3. Ajustes, Monitoramento e Condutas Específicas
Cenário Clínico | Ajuste na Conduta | Fundamentação |
Suspeita ou Confirmação de Abcesso Tubo-Ovariano (ATO) | 1. Hospitalização obrigatória. 2. Antibioticoterapia IV de amplo espectro (Regime Hospitalar). 3. Avaliação cirúrgica (Ginecologista): Drenagem percutânea ou laparoscópica se > 5-6 cm ou sem resposta clínica em 48-72h. | Os ATOs requerem terapia IV agressiva e muitas vezes intervenção para drenagem. A Clindamicina é frequentemente adicionada ou substitui o Metronidazol por melhor penetração em abcessos. |
Gestação | Hospitalizar. Regime seguro: Ceftriaxona IV + Azitromicina IV/VO + Metronidazol IV. EVITAR Doxiciclina (teratogênica) e Fluoroquinolonas (artropatias). | A DIP na gestação é rara mas associada a desfechos obstétricos adversos. O regime precisa ser seguro para o feto. |
Falha ao Tratamento Ambulatorial (sem melhora em 48-72h) | 1. Hospitalizar para terapia IV. 2. Reavaliar diagnóstico (excluir ATO, gravidez ectópica). 3. Reforçar adesão e tratamento do parceiro. | A falha pode indicar ATO não diagnosticado, patógeno resistente ou não-aderência. |
Alergia Grave a β-lactâmicos (ex.: Ceftriaxona) | Ambulatorial (com cautela): Levofloxacino 500 mg VO 1x/dia + Metronidazol 500 mg VO 2x/dia, por 14 dias. Verificar sensibilidade local da gonorreia ao Levofloxacino. | A resistência da gonorreia às fluoroquinolonas é comum. Este regime só deve ser usado se a sensibilidade for conhecida ou em áreas de baixa resistência. |
4. Por que Este Protocolo é Agressivo e Obrigatoriamente Combinado?

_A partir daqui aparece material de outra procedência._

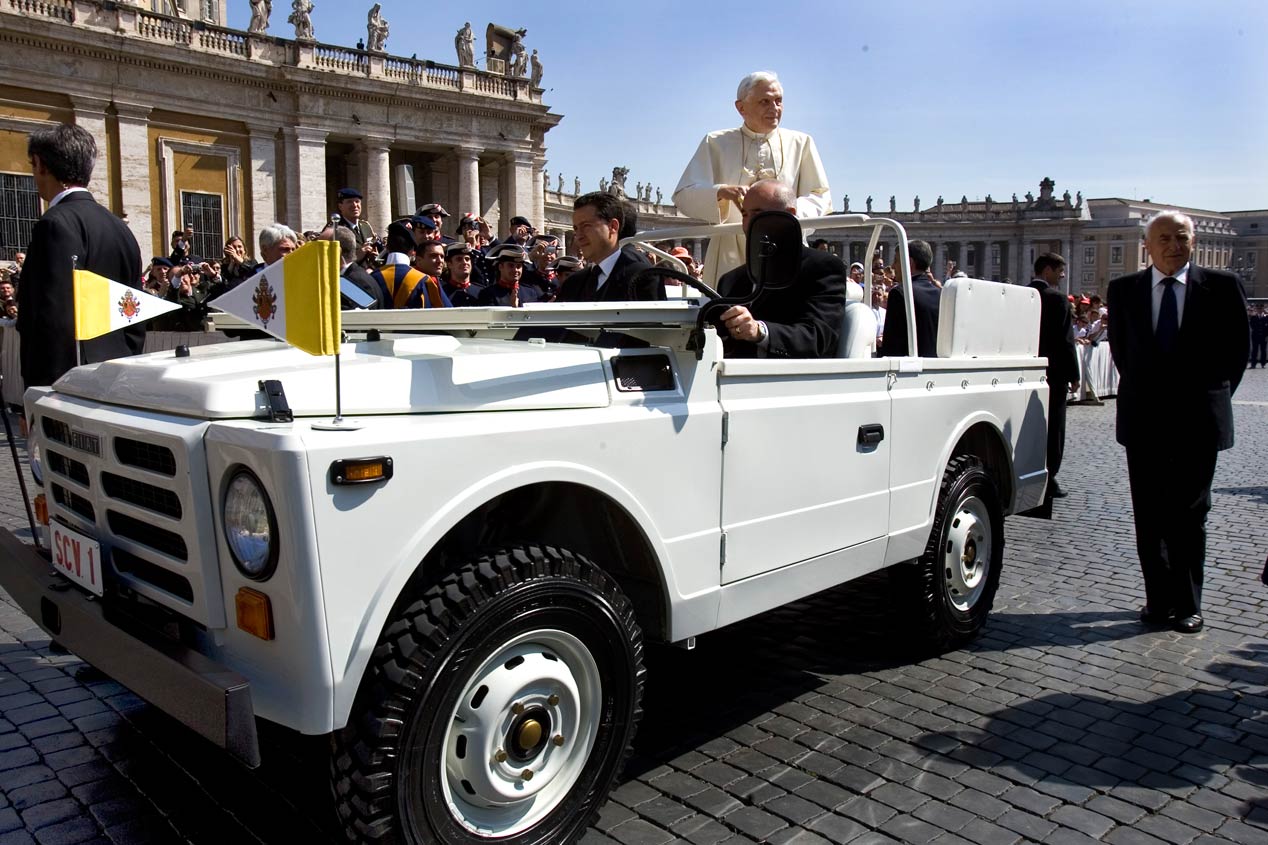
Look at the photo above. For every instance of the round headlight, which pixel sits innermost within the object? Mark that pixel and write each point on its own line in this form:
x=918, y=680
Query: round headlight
x=250, y=528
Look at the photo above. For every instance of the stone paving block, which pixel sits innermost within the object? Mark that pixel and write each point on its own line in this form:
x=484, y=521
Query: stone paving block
x=1026, y=824
x=36, y=793
x=50, y=812
x=837, y=829
x=639, y=832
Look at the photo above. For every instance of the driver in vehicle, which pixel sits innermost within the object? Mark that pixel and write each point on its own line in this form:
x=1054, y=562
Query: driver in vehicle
x=800, y=319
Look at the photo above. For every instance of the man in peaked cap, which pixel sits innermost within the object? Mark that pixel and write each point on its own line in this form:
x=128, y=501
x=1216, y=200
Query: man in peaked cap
x=436, y=213
x=348, y=213
x=507, y=262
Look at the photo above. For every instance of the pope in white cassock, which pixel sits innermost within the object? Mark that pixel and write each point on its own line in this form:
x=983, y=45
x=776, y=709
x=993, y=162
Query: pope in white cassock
x=728, y=161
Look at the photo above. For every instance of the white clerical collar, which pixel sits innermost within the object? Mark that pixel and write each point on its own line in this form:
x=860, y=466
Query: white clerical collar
x=1179, y=275
x=605, y=268
x=756, y=136
x=61, y=196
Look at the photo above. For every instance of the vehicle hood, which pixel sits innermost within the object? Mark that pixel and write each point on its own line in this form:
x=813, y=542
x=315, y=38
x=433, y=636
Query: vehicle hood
x=416, y=374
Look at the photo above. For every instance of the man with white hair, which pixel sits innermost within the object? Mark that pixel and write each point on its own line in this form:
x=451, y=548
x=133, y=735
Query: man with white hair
x=1179, y=338
x=277, y=242
x=729, y=161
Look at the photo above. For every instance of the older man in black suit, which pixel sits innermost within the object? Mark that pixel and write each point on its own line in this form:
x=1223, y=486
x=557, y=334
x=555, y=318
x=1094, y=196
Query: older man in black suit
x=1056, y=344
x=74, y=234
x=597, y=221
x=926, y=296
x=1179, y=338
x=799, y=320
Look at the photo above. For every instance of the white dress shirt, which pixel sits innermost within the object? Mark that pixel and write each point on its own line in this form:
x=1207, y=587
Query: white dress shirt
x=61, y=196
x=605, y=269
x=1157, y=293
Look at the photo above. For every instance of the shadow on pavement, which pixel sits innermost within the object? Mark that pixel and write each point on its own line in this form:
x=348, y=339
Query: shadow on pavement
x=1258, y=494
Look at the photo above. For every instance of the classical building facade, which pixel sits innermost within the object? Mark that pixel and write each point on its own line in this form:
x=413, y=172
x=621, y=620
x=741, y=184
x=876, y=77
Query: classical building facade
x=231, y=131
x=1101, y=239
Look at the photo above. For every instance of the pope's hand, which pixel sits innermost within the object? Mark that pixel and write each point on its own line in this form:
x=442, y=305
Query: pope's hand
x=741, y=325
x=734, y=193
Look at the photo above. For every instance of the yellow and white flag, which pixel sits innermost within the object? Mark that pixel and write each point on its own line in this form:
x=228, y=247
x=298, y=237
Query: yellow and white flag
x=103, y=305
x=296, y=298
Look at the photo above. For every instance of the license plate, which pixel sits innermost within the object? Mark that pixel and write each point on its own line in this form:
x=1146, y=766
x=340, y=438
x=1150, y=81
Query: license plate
x=77, y=557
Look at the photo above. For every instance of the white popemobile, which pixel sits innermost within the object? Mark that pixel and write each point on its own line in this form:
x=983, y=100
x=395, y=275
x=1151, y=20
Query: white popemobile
x=455, y=581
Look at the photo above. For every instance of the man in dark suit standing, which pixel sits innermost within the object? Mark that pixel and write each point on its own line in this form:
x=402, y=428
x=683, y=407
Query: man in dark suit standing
x=1056, y=344
x=1179, y=338
x=798, y=320
x=596, y=223
x=926, y=294
x=74, y=234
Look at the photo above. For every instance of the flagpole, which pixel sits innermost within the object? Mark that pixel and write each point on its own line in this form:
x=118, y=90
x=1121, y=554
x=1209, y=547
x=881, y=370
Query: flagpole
x=79, y=345
x=339, y=400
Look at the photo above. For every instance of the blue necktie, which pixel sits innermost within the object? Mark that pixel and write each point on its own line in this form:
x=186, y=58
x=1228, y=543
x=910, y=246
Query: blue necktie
x=1168, y=317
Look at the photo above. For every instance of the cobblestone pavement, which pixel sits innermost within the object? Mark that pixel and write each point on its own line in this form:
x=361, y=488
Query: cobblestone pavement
x=1067, y=722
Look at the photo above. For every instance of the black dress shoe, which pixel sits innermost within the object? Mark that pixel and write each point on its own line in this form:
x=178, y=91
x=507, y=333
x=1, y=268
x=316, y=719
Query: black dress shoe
x=1188, y=624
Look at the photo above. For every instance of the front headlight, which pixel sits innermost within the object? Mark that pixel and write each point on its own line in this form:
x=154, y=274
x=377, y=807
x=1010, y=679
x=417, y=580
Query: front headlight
x=250, y=528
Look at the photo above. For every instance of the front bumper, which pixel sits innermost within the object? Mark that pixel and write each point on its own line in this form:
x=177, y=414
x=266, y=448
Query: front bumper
x=204, y=695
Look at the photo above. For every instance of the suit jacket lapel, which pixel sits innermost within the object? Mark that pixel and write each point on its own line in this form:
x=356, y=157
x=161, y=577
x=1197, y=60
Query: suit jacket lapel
x=1195, y=288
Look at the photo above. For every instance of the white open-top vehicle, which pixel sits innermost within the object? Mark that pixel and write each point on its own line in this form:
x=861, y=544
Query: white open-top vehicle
x=455, y=581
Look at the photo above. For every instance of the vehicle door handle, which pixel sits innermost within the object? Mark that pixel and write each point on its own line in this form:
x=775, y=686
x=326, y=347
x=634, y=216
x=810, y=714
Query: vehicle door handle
x=870, y=434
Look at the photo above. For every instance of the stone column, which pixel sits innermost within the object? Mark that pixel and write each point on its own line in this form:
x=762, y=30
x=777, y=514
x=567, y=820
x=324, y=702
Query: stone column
x=439, y=187
x=306, y=178
x=135, y=156
x=90, y=117
x=539, y=197
x=264, y=184
x=468, y=180
x=491, y=206
x=519, y=198
x=378, y=184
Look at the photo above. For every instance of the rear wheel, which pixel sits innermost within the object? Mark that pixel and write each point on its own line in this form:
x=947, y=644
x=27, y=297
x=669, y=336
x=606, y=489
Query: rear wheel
x=952, y=586
x=497, y=708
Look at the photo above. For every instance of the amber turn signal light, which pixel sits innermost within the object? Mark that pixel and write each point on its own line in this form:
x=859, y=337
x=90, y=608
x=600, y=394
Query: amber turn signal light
x=360, y=471
x=254, y=613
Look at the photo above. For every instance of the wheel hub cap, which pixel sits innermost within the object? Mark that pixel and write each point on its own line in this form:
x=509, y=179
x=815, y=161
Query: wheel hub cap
x=521, y=732
x=966, y=557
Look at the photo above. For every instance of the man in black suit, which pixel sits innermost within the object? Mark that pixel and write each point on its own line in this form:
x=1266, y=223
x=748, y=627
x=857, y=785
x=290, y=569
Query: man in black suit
x=74, y=234
x=1056, y=344
x=1179, y=338
x=597, y=220
x=800, y=320
x=926, y=296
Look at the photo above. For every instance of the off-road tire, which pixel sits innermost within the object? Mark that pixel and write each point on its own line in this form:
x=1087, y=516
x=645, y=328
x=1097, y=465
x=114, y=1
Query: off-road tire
x=393, y=765
x=949, y=596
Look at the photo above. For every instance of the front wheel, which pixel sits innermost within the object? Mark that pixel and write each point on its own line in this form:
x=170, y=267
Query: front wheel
x=497, y=708
x=952, y=586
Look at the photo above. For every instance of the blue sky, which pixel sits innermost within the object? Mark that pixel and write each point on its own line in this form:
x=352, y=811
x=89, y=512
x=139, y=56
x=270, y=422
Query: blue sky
x=1116, y=98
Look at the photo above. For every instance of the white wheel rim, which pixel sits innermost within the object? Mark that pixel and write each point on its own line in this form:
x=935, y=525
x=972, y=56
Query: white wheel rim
x=543, y=678
x=966, y=553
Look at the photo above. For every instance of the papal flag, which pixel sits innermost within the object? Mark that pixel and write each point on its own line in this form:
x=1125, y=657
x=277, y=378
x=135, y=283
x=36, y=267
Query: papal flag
x=296, y=298
x=103, y=305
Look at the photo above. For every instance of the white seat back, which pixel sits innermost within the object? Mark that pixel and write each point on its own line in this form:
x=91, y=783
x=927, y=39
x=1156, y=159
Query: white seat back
x=979, y=319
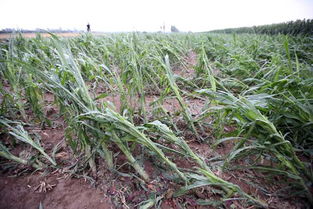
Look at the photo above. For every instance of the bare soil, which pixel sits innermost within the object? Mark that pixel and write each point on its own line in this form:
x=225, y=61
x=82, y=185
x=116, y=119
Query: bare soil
x=24, y=188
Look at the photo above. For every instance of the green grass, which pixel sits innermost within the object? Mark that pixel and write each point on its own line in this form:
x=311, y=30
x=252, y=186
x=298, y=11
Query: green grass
x=259, y=85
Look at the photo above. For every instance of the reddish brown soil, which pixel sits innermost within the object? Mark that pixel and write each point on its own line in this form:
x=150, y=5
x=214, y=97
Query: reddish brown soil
x=110, y=190
x=24, y=192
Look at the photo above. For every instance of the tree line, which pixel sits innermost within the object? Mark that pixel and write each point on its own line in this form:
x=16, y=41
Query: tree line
x=298, y=27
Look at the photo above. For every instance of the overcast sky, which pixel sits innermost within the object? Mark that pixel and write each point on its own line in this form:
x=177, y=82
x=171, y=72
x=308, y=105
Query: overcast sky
x=149, y=15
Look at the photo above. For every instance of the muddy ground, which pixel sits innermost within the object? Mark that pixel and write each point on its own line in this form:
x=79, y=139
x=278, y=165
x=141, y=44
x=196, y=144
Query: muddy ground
x=70, y=188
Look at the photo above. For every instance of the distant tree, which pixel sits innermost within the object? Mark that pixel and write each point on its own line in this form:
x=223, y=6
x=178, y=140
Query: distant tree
x=174, y=29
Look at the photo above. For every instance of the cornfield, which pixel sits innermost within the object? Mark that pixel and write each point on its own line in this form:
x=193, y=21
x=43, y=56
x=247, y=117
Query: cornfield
x=111, y=92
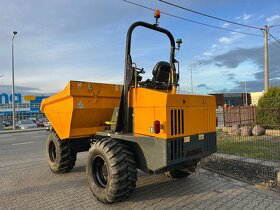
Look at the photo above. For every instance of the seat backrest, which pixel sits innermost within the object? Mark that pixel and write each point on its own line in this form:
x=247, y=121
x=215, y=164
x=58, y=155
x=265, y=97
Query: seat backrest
x=161, y=72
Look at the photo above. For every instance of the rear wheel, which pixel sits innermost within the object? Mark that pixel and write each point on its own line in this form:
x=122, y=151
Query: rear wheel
x=111, y=171
x=59, y=155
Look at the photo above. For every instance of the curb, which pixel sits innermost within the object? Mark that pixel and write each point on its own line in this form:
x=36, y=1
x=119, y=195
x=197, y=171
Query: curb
x=22, y=131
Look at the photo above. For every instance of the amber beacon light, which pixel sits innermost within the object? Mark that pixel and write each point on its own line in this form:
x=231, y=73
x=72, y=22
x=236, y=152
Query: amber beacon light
x=157, y=15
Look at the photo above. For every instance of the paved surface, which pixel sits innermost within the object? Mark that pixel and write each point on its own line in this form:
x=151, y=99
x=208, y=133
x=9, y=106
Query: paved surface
x=27, y=183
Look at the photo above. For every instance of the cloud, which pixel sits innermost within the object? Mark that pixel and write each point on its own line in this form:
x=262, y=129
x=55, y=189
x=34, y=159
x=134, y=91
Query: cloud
x=231, y=76
x=225, y=25
x=204, y=86
x=246, y=17
x=229, y=40
x=273, y=19
x=233, y=58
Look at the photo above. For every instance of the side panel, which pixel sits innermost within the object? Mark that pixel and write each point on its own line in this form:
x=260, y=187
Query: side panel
x=143, y=121
x=159, y=155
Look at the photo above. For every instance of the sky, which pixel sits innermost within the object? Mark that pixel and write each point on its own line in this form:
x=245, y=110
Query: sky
x=62, y=40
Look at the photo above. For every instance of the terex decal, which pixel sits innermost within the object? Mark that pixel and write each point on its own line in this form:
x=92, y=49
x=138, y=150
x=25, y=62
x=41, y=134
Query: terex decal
x=7, y=99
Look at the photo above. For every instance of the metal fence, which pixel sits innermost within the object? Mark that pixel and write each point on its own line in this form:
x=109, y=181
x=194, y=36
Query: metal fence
x=239, y=152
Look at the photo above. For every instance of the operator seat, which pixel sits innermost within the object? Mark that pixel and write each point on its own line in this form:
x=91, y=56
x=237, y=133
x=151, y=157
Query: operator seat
x=161, y=74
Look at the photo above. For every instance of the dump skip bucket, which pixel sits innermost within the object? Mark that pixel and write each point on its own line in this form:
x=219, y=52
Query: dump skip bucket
x=82, y=108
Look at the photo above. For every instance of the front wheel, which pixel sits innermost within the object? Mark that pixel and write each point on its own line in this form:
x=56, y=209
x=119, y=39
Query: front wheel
x=177, y=174
x=111, y=171
x=59, y=155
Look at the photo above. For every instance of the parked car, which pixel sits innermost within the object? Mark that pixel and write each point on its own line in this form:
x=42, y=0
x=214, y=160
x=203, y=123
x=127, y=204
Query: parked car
x=43, y=122
x=25, y=124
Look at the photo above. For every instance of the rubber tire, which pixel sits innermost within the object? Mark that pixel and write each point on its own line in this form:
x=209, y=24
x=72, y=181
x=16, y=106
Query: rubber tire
x=64, y=159
x=121, y=166
x=177, y=174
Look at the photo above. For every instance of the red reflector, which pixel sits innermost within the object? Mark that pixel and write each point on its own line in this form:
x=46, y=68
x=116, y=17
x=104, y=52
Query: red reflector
x=156, y=126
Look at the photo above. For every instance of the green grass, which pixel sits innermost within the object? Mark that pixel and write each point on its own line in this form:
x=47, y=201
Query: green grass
x=264, y=147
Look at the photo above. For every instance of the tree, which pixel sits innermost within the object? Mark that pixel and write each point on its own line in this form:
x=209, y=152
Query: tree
x=268, y=109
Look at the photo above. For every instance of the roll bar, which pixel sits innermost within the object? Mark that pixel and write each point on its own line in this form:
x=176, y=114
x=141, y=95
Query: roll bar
x=123, y=117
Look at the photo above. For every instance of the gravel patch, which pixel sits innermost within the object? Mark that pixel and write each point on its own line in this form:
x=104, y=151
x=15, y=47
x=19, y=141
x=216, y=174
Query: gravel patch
x=250, y=172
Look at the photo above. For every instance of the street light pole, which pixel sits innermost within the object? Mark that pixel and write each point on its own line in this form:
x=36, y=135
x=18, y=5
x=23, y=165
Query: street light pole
x=266, y=79
x=13, y=81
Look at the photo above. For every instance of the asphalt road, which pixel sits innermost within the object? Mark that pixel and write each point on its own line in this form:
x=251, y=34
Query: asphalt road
x=27, y=183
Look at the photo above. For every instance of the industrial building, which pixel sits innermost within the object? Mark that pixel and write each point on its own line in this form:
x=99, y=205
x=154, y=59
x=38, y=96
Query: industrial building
x=26, y=106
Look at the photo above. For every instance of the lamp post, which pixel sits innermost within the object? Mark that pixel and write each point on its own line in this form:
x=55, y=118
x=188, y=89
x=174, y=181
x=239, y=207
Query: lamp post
x=13, y=81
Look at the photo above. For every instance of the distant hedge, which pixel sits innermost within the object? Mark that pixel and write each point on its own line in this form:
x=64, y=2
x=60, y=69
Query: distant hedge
x=268, y=109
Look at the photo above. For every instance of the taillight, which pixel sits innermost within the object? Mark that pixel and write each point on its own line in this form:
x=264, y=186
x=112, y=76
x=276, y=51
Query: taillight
x=156, y=126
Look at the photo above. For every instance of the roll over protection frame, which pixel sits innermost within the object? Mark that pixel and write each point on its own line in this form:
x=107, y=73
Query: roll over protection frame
x=123, y=116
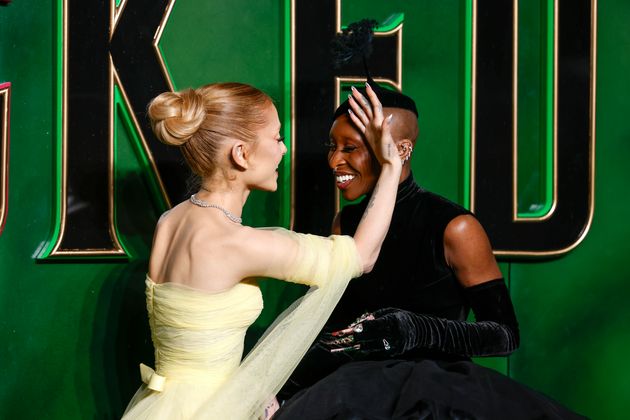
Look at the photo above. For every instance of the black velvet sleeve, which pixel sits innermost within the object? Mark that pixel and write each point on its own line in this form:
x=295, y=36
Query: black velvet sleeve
x=494, y=333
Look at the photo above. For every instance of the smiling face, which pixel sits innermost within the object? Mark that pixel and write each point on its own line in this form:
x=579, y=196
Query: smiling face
x=266, y=153
x=355, y=168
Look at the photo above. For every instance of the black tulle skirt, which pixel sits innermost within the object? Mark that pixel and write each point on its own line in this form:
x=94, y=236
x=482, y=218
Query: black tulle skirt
x=426, y=389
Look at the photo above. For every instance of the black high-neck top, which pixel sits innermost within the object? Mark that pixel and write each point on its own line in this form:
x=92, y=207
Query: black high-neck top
x=411, y=272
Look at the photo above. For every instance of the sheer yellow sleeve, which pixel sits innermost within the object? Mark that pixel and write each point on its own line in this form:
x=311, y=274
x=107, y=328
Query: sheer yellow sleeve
x=326, y=263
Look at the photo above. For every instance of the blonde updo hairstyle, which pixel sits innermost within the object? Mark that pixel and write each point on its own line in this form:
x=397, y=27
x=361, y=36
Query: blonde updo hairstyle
x=199, y=121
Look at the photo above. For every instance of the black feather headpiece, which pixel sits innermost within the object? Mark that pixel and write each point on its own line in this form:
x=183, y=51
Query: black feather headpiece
x=354, y=43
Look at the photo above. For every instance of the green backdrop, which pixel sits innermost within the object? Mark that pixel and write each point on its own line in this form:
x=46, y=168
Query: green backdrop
x=73, y=332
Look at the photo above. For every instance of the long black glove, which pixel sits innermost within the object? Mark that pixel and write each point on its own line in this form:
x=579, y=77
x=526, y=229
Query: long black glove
x=396, y=331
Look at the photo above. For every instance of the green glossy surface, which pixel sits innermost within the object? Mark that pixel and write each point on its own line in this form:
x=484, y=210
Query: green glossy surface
x=73, y=333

✅ Cobertura Empírica de Amplo Espectro: A tríplice terapia (Ceftriaxona + Doxiciclina + Metronidazol) cobre de forma sinérgica os três grupos de patógenos mais envolvidos na DIP (gonococo, clamídia e anaeróbios), seguindo rigorosamente as diretrizes do CDC.
✅ Ênfase no Tratamento do Parceiro como Parte da Terapia: Reconhece a DIP como uma infecção sexualmente transmissível. Tratar apenas a paciente sem tratar o parceiro resulta em taxas de reinfecção de até 25%, anulando o esforço terapêutico.
✅ Critérios Clínicos Claros para Hospitalização: Define situações onde o tratamento oral é insuficiente (náuseas, ATO, gravidez), garantindo que pacientes de alto risco recebam o suporte necessário para prevenir complicações potencialmente fatais ou que causem infertilidade.
✅ Duração Prolongada do Tratamento (14 dias): Garante a erradicação de infecções profundas e de difícil acesso (como nas tubas uterinas), diferentemente de tratamentos mais curtos para infecções mucosas.